Believing they're too opposite to attract, a jilted, vibrant marketing gal and a private numbers guy spend Thanksgiving with his family. She loves classical music; he listens to 70s tunes. She drives a red SUV; he owns a beige sedan. She orders a peppermint shake with extra chocolate bits; he prefers vanilla. What can change the improbable odds they'll fall in love?
When I first picked this book up, I had no idea that it was a Christian romance novel. Not that this genre is a bad but I just prefer to not read them. I enjoy a well placed f-word and based on the previous Christian romance books that I've read in the past, they are just very slow paced and everyone is sugary sweet and almost unrealistic.
Unfortunately, that's what I found with this one as well. The characters were ... okay. I didn't find myself drawn to either character because I wasn't interested in them at all. They had these emotions about breakups that should have endeared Cisney and Nick to me but it didn't happen. I think it may have been because the conversations were dull and honestly, the characters were dull as well. I was just plain bored after the first chapter or so.
There were these weird things that would happen ... this thing with the post-its ... Cisney would write basically every thought that she had, on a post-it. Nothing wrong with that and it doesn't seem weird to me ... I do it all the time. But the way this author wrote about her habit, she made it sound like Cisney was hiding dead cats in her bathtub and then reading them a bedtime story at night. McCarthy made Cisney sound like a weirdo for writing on pieces of paper. I totally didn't get that.
I don't want to give anything away but in the beginning, Cisney is talking to someone about this piano and someone refers to the piano as "The Old Girl" and Cisney thinks that it's crass for them to call a piano that name. I guess it's just me but I don't see how calling an inanimate object The Old Girl is being insensitive. OR irreverent. If someone runs into the middle of a church service and starts heckling the pastor, THAT would be irreverent. I mean ... I guess you could say that the nickname is irreverent if you worship the piano or something ... I don't know. It was just weird. I didn't get those two things and that is where I started to pull away from the book.

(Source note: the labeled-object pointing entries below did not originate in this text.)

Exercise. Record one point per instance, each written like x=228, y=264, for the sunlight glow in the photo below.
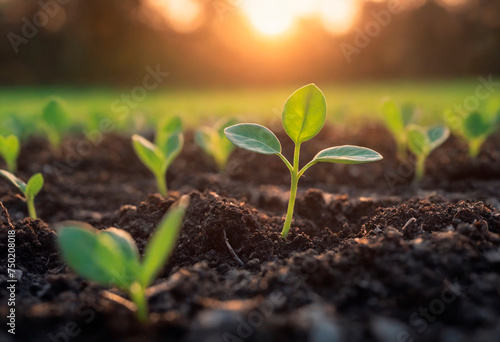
x=337, y=16
x=183, y=15
x=278, y=16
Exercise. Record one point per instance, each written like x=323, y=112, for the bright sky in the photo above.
x=273, y=17
x=267, y=17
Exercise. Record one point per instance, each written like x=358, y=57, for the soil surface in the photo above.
x=369, y=258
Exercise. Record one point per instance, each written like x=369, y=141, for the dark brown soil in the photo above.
x=368, y=258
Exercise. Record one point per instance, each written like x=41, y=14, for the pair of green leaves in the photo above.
x=29, y=190
x=303, y=118
x=10, y=148
x=396, y=120
x=158, y=156
x=56, y=121
x=111, y=258
x=213, y=141
x=422, y=142
x=304, y=115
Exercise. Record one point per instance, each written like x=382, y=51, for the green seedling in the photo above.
x=111, y=258
x=396, y=120
x=422, y=142
x=29, y=190
x=158, y=156
x=304, y=115
x=477, y=127
x=214, y=142
x=9, y=150
x=55, y=119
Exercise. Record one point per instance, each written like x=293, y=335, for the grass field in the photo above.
x=348, y=103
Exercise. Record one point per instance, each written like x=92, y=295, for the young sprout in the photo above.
x=158, y=156
x=303, y=117
x=396, y=120
x=214, y=142
x=9, y=150
x=476, y=127
x=55, y=118
x=422, y=142
x=111, y=258
x=29, y=190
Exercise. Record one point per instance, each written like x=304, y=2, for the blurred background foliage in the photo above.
x=220, y=43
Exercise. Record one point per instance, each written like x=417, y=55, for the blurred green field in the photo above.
x=348, y=104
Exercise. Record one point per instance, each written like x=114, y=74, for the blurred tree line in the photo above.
x=111, y=42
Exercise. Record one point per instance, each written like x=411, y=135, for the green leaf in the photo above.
x=9, y=150
x=97, y=257
x=166, y=130
x=304, y=113
x=162, y=243
x=214, y=142
x=148, y=153
x=437, y=136
x=418, y=140
x=408, y=113
x=253, y=137
x=35, y=184
x=54, y=114
x=206, y=139
x=223, y=124
x=393, y=118
x=129, y=253
x=475, y=126
x=348, y=154
x=19, y=184
x=172, y=148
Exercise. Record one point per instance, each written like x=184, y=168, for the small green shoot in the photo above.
x=29, y=190
x=214, y=142
x=304, y=115
x=9, y=150
x=55, y=118
x=111, y=258
x=396, y=120
x=158, y=156
x=477, y=127
x=422, y=142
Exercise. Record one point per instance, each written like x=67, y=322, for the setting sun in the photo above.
x=272, y=18
x=269, y=17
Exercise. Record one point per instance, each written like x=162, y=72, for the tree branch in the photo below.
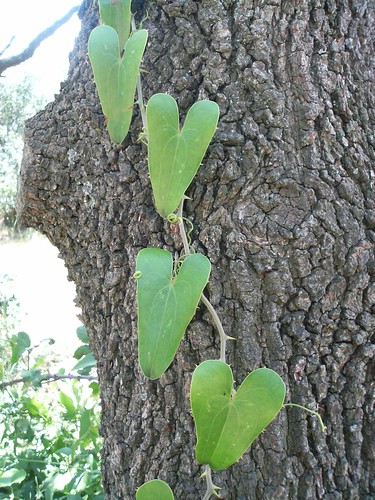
x=29, y=51
x=48, y=377
x=7, y=46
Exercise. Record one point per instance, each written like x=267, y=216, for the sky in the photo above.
x=27, y=18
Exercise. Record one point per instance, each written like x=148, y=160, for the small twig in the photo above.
x=324, y=427
x=211, y=488
x=207, y=303
x=34, y=44
x=46, y=378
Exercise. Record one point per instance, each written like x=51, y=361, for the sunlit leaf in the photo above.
x=156, y=489
x=166, y=305
x=174, y=155
x=116, y=76
x=227, y=424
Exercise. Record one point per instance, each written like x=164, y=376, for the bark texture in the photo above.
x=284, y=208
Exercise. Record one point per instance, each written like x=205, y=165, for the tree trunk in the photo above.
x=283, y=206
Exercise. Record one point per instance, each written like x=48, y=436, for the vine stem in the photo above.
x=141, y=103
x=323, y=426
x=206, y=302
x=211, y=488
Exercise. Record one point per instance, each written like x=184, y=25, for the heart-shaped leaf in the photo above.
x=156, y=489
x=116, y=76
x=174, y=155
x=117, y=13
x=227, y=424
x=166, y=305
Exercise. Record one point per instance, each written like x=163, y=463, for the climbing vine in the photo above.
x=227, y=421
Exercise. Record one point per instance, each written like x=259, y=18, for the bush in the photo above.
x=49, y=440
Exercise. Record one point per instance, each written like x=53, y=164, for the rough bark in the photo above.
x=283, y=206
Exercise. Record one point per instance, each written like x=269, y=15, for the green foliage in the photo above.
x=86, y=358
x=166, y=304
x=116, y=76
x=174, y=155
x=49, y=440
x=168, y=295
x=156, y=489
x=227, y=423
x=118, y=16
x=17, y=102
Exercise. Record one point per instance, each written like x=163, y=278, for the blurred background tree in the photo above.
x=18, y=101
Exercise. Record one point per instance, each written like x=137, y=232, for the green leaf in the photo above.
x=118, y=15
x=226, y=425
x=68, y=404
x=81, y=351
x=19, y=344
x=84, y=423
x=174, y=155
x=116, y=76
x=166, y=305
x=82, y=334
x=11, y=476
x=35, y=408
x=154, y=490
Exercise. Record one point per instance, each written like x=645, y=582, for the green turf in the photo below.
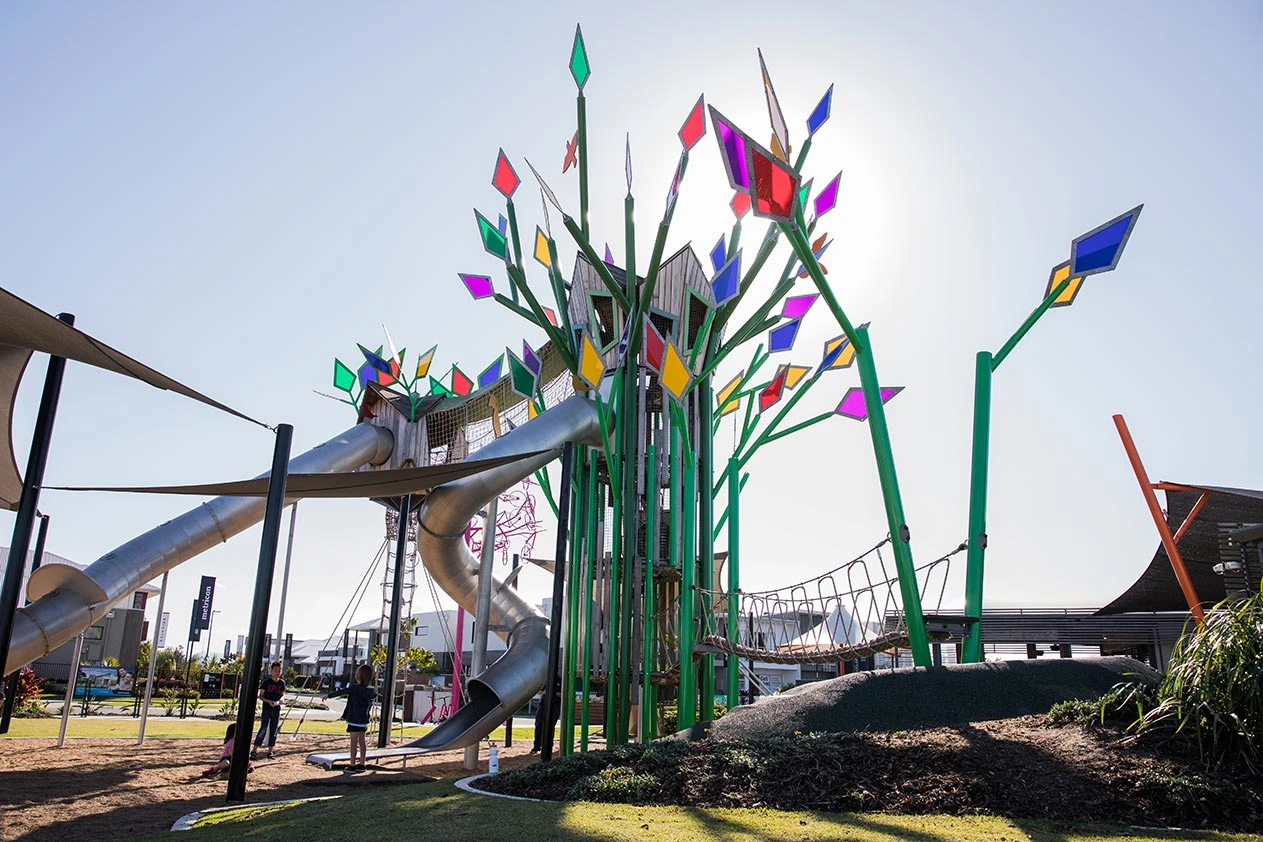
x=200, y=729
x=398, y=812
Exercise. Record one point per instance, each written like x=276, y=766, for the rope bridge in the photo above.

The rest of the novel was uneventful. The characters within the book are perfect - particularly Nick's family - and it made for a very bland read. Something was just missing and it was a healthy dose of umph. You know, the stuff that makes you think back on a book and be like, "WOW! THAT CHANGED MY LIFE". Unfortunately, this didn't change anything except my views on Christian romance novels ... I'll not be reading another one. Ever. I just need a tad bit more excitement to keep me interested, I guess.